“No,” said the skipper, not wanting to have the smack searched.
“Take a look through his clothes for a weapon,” the man with the pistol said to his companion.
No weapon was found. The man in the motor-boat came aboard, and two of the men went into the smack’s cabin, while the third guarded the skipper.
When the two returned from the cabin some time later, one of them went to the rail and shouted and waved his handkerchief toward shore. And presently Cotterell and Tom, David and Ben rowed out in the smack’s boat.
In the cabin were the hats and cloaks and the other things that Tom and Lanky had seen in the shack at the cove.

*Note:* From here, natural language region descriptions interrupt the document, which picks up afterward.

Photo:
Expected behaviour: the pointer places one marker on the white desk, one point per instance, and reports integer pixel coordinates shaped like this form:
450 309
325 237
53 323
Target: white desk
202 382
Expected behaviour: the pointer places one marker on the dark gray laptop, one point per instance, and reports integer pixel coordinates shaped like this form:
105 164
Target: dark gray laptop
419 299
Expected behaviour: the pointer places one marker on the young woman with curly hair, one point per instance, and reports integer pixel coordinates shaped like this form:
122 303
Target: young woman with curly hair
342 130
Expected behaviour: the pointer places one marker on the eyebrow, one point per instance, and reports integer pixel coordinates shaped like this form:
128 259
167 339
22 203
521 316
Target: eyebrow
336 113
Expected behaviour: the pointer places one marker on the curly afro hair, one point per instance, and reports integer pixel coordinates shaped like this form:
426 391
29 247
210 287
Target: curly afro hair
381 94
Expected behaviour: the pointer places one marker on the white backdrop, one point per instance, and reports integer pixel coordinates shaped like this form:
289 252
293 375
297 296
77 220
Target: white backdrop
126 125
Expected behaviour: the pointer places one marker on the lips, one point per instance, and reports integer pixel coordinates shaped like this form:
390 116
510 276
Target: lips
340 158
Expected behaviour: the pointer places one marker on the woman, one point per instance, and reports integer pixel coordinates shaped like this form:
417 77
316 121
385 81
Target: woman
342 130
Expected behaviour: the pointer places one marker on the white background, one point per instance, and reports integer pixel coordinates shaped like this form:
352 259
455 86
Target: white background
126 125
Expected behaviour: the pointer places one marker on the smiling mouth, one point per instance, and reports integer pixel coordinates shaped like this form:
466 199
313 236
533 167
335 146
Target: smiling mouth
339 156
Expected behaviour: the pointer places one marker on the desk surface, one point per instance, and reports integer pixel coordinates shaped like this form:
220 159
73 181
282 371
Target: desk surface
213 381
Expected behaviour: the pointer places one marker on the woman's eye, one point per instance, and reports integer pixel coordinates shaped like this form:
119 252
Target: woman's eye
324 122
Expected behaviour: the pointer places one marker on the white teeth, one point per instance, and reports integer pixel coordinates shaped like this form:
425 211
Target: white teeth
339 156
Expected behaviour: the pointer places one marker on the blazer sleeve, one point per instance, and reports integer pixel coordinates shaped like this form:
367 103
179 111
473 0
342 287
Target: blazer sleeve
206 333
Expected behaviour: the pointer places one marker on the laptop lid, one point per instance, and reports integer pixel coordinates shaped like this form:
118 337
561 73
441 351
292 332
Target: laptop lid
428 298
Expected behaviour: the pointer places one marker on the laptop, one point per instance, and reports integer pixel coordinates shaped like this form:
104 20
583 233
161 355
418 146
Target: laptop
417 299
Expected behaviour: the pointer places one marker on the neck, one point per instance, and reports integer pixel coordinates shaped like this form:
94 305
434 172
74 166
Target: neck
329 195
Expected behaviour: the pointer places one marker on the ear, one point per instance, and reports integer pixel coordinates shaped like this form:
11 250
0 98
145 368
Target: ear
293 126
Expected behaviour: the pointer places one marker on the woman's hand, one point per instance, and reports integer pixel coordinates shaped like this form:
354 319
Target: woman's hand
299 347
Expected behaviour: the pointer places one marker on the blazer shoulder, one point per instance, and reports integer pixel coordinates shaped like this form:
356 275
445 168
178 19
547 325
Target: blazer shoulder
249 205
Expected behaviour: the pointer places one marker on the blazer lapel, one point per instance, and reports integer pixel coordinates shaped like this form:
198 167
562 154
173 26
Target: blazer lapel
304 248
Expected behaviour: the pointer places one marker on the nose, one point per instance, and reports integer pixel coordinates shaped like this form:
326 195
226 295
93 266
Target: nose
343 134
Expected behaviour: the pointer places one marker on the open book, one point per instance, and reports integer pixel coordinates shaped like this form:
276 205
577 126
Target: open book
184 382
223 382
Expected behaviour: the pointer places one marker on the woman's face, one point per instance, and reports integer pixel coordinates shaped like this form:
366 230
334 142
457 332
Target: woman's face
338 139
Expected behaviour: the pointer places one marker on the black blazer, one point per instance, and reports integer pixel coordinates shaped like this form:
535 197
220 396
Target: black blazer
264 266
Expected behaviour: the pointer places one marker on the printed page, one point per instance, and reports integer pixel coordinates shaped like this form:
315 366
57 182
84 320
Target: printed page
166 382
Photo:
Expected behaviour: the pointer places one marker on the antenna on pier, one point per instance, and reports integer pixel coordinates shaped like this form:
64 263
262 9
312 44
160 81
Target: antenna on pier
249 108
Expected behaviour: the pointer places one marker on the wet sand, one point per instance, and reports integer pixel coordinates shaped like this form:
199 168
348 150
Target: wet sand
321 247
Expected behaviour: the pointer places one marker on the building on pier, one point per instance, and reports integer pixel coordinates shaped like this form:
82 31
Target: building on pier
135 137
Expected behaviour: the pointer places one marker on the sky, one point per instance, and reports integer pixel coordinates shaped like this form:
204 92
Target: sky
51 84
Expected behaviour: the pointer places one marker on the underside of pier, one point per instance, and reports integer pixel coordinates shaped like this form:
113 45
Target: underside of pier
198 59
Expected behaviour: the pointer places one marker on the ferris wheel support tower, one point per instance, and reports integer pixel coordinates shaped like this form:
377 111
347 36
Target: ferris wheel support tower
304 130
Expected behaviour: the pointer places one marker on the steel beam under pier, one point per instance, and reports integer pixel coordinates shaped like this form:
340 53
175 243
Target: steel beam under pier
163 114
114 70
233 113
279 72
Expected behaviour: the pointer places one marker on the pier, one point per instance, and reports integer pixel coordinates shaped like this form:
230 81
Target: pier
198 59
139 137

Sampson set out at once in the motor-boat for Barmouth, and before the sun had touched the tops of the trees the four men on the beach and the skipper were in custody of the police, charged with having stolen certain valuables from the Gables.
“Well,” said Cotterell, when he and his guests were again on the island, “my treasure is still secure from the rebels, thanks to you,” and he bowed to the campers.
“Oh, is your famous dinner-set really in that chest?” asked Miss Penelope Boothby. She went to the chest and looked at its contents. “Why, it’s only clothes and bric-a-brac! There’s no silverware there.”
“No,” said Cotterell, smiling. “That is not my silver plate. I keep it better hid than that.”
“Oh, do let us dine off it to-night,” begged Miss Boothby. “I should dearly love to see it.”
Cotterell looked perplexed. “Why, I should like you to,” he answered. Then he glanced at the sun. “But the party waits. And it was my intention to dance a minuet on the lawn before my house while it was daylight. Come, friends, come along with me.”